There is no safe level of air pollution.
That's the finding of a 12-year study published in the New England Journal of Medicine looking at health records from nearly 61 million people on Medicare combined with a databank of pollution readings.
For every increase of 10 micrograms of a key type of pollutant known as PM2.5, death rates among seniors rose 7.3%. That's the equivalent of 120,000 deaths, said Qian Di, a doctoral student at the Harvard T.H. Chan School of Public Health and one of the study authors. The effects were the strongest for low-income Americans and people of color.
To put that figure into perspective, the World Health Organization has recommended a guideline level of 20 micrograms worldwide, which is a massive reduction from many countries that regularly exceed levels of 70 micrograms or more. Over the course of the study, the average levels the researchers observed ranged from about 6 to 16 micrograms.
Even in years when the concentrations of that pollutant in an area were low and approached levels considered "safe," the researchers saw a connection between exposure and death rates, Di and his colleagues wrote in their study.
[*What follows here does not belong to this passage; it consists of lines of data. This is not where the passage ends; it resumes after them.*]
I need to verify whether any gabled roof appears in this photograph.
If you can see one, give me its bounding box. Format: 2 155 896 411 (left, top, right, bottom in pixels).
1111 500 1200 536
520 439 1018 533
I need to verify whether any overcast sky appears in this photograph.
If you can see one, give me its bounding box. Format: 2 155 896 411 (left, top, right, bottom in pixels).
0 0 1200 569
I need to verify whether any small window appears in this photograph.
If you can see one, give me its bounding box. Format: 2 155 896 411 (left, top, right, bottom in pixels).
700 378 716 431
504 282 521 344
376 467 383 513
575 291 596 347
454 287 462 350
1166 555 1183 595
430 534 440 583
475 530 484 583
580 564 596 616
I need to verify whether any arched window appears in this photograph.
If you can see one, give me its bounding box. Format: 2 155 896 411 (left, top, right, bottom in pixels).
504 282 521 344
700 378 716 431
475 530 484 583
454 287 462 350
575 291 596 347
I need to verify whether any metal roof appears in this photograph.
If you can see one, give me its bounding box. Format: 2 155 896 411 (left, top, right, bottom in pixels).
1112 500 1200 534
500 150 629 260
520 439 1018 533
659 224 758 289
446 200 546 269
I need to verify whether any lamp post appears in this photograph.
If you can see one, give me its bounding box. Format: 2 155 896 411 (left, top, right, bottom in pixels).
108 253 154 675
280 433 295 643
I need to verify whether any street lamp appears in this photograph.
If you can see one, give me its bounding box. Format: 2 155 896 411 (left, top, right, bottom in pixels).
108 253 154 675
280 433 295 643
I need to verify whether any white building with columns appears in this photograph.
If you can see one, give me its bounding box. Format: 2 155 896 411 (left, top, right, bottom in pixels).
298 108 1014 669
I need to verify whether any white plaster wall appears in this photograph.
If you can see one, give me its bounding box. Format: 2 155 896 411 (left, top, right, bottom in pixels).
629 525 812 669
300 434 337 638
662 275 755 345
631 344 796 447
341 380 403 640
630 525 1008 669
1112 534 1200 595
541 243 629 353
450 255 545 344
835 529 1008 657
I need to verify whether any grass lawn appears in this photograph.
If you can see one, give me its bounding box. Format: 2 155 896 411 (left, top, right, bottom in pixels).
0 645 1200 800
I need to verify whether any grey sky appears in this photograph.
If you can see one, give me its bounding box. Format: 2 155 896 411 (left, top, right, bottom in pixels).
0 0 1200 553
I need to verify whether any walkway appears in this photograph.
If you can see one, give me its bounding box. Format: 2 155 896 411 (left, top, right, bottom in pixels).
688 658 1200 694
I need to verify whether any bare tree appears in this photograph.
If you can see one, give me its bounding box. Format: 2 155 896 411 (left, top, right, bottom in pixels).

"It is clear from this study that there is not really a safe level of air pollution," said Brian Christman, who serves as vice chair of the department of medicine at Vanderbilt University Medical Center and was not directly involved in the research.
For years, researchers have known about the close ties between exposure to high levels of pollutants and an uptick in death rates. They've also known that when regions manage to slash pollution levels, fewer people die.
What they were less clear about, however, was how being exposed even to low levels of the particulates could have such drastic consequences over the long term.
“When you have a large study that shows that the current level of air pollution is toxic — I hope that’s something we can do something about,” Francesca Dominici, a professor of biostatistics at Harvard and another author on the study, told The New York Times.
In addition to studying the well-known pollutant PM2.5, which is known to be harmful because of its ability to penetrate and lodge deep inside the lungs, the researchers also looked at ozone concentrations, and found a similarly worrisome scenario. For every 10 part-per-billion rise in ozone concentration, the mortality rate among the elderly rose by 1.1%, which amounts to roughly 19,000 deaths.
To arrive at their conclusions, they drew from satellite and meteorological data, plus data gathered from close to 4,000 Environmental Protection Agency monitoring stations. Then, they followed their 60 million Medicare recipients and recorded nearly 23 million deaths over roughly a decade.
Average levels of the first pollutant — PM2.5 — ranged from 6 to 16 micrograms over the course of the study, while ozone concentrations ranged from about 36 to 56.
Given the stark findings they observed, the researchers concluded that current US policies are not strict enough to prevent pollution-related deaths. To make a bigger impact, policy makers need to further slash pollution.
"The data indicates that additional effort ... would save lives," said Christman.